When the clouds evaporate and your DVD, Blu-Ray and hard drive backups are no longer readable, what are you going to do about accessing your data?
Valuable personal images might be gone forever (of course, that’s also a good argument for printing your photos), or perhaps you shoot for a living, and keep a permanent archive of all your work.
It’s a lot of hard work to maintain reliable digital backups and to keep shifting all your data from one storage medium to the next generation every few years – especially when some hard drives might not be as reliable as we were led to believe, and cloud services have the potential to accidentally delete data at will.
Scientists at the University of Southampton seem to have found a potential answer for the issue of long term storage, in the form of small glass discs.
Using nanostructured glass and femtosecond lasers (1/1,000,000,000,000,000 of a second), scientists from the University’s Optoelectronics Research Centre (ORC) have developed a system for recording and retrieving data of five dimensional (5D) digital data.
The technology was first demonstrated experimentally in 2013 when a 300KB text file was successfully recorded in 5D, but things have come a long way since then.

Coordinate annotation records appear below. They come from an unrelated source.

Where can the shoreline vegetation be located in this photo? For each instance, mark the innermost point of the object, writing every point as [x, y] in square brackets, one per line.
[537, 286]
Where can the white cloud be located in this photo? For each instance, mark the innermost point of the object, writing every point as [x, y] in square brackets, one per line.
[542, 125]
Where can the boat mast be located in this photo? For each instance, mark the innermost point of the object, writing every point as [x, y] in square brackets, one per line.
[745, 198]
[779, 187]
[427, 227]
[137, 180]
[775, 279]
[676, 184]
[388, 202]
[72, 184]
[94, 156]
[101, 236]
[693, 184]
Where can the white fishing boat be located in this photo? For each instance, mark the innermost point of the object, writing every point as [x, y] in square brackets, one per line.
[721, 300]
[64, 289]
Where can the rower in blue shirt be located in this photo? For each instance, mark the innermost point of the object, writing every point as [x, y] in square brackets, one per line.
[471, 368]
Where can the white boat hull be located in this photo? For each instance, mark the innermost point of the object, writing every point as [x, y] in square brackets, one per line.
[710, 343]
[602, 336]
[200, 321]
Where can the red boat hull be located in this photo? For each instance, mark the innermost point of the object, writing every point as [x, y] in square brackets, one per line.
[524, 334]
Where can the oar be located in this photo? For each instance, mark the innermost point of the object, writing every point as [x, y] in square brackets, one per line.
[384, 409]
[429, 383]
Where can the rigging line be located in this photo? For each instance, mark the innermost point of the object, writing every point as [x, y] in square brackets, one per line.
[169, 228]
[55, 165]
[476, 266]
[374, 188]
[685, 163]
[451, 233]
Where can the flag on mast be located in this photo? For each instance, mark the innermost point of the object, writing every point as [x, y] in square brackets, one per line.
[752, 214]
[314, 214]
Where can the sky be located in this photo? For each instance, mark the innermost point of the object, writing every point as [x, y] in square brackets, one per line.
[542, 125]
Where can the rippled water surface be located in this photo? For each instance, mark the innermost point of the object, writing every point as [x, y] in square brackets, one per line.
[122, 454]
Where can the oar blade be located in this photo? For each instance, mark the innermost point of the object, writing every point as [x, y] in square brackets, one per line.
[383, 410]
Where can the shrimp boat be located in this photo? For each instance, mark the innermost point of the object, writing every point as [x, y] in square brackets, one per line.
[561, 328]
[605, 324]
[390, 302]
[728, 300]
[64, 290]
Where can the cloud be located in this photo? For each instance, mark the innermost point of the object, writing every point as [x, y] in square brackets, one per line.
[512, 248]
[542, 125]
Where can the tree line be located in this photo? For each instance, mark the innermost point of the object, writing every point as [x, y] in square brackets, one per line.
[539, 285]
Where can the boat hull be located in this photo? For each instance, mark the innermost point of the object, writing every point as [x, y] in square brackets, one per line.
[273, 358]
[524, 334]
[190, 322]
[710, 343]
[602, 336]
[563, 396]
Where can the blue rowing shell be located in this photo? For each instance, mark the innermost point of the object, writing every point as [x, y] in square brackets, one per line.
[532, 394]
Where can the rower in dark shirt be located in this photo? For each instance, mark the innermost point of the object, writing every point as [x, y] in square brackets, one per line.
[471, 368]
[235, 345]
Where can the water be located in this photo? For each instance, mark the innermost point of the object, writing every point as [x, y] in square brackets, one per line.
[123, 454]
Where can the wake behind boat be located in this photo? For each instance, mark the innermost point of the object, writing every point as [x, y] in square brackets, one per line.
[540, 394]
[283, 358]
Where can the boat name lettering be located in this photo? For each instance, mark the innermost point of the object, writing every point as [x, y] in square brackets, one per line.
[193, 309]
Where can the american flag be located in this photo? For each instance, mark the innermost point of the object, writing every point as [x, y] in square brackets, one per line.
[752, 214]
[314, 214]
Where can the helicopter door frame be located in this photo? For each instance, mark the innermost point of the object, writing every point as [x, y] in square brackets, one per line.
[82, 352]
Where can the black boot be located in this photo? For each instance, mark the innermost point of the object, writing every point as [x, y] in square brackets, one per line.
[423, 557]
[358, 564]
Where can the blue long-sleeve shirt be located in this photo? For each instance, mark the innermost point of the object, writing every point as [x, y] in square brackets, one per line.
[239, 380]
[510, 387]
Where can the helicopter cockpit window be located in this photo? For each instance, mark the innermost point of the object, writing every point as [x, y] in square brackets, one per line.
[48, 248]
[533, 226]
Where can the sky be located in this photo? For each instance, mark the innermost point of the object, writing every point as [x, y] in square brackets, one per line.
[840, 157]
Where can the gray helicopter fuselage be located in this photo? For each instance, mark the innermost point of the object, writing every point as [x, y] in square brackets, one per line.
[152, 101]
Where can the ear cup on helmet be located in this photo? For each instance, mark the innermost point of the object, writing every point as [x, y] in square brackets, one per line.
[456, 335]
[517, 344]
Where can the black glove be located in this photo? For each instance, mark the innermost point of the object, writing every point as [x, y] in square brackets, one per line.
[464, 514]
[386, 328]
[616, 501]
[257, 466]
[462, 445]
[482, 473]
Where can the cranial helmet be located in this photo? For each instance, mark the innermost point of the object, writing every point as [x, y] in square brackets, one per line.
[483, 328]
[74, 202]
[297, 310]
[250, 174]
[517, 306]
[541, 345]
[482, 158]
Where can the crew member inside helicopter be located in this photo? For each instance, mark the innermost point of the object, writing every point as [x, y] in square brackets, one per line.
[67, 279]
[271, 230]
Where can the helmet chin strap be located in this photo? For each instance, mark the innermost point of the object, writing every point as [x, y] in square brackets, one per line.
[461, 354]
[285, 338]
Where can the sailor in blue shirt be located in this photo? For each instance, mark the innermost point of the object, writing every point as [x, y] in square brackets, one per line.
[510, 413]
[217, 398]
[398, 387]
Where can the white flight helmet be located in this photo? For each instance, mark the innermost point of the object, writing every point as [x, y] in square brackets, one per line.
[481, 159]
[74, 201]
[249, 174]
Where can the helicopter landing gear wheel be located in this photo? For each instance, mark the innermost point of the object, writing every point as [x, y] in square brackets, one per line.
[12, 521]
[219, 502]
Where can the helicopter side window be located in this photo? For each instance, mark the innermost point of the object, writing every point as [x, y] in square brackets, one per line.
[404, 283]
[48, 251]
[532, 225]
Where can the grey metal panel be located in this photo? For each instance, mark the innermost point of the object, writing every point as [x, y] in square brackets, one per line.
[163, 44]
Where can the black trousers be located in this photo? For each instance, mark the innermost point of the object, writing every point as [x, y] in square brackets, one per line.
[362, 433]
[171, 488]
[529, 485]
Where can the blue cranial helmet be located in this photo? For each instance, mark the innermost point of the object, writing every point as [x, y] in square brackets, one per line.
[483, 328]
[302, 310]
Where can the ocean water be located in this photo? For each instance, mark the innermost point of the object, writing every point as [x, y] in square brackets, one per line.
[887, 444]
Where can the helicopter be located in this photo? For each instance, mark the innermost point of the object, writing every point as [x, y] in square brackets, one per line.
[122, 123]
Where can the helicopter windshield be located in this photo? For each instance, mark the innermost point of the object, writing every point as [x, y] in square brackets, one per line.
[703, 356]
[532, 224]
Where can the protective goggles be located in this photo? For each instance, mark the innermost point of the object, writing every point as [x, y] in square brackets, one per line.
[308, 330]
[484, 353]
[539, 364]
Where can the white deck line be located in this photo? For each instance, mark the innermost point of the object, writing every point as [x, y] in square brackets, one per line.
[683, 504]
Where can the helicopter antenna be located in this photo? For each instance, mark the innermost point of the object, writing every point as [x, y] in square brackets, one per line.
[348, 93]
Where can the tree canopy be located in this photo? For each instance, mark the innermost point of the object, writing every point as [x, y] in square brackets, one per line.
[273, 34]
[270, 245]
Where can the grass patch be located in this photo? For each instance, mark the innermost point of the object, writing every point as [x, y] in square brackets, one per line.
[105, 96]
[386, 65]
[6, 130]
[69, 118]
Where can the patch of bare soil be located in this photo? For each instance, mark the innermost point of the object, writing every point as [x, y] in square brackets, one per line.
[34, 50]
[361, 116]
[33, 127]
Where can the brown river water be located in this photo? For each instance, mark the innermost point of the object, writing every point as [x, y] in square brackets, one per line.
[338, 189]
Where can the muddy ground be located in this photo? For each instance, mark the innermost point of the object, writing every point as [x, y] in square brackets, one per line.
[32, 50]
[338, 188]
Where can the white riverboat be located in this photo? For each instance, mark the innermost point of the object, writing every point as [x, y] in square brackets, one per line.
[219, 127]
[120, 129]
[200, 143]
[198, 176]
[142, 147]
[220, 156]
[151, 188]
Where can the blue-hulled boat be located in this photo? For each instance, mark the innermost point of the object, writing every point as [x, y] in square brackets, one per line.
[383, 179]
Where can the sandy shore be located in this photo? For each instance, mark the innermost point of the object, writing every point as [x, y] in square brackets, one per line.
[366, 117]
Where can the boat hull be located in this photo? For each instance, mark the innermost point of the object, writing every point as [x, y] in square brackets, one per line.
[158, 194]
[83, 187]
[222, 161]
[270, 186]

As of right now the format offers a capacity of 360TB per disc, with stability up to 1,000°C and a lifetime that could theoretically surpass that of the Universe itself, although the scientists are claiming its life to be a mere 13.8 billion years, equal to that of the Universe so far.
Major documents from human history such as the Universal Declaration of Human Rights (UDHR), Newton’s Opticks, Magna Carta and the King James Bible, have all been saved as digital copies that could survive for longer than the race that created them.
I’m sure they’re probably not thinking of our photos when they develop such technology, more things like national archives, museums, libraries, and so on, to preserve valuable & historical data that might otherwise become lost, but the team are looking for industry partners to develop this technology further and commercialize it.
It only took three years from Philips publicly demonstrating a prototype of a small form factor optical digital audio disc in 1979 to their first commercial usage under the name we now know to be Compact Discs in 1982, and it was only three years after that when they started to be used as a data storage medium.
So, perhaps this technology could show up at a PC near you in just a few short years.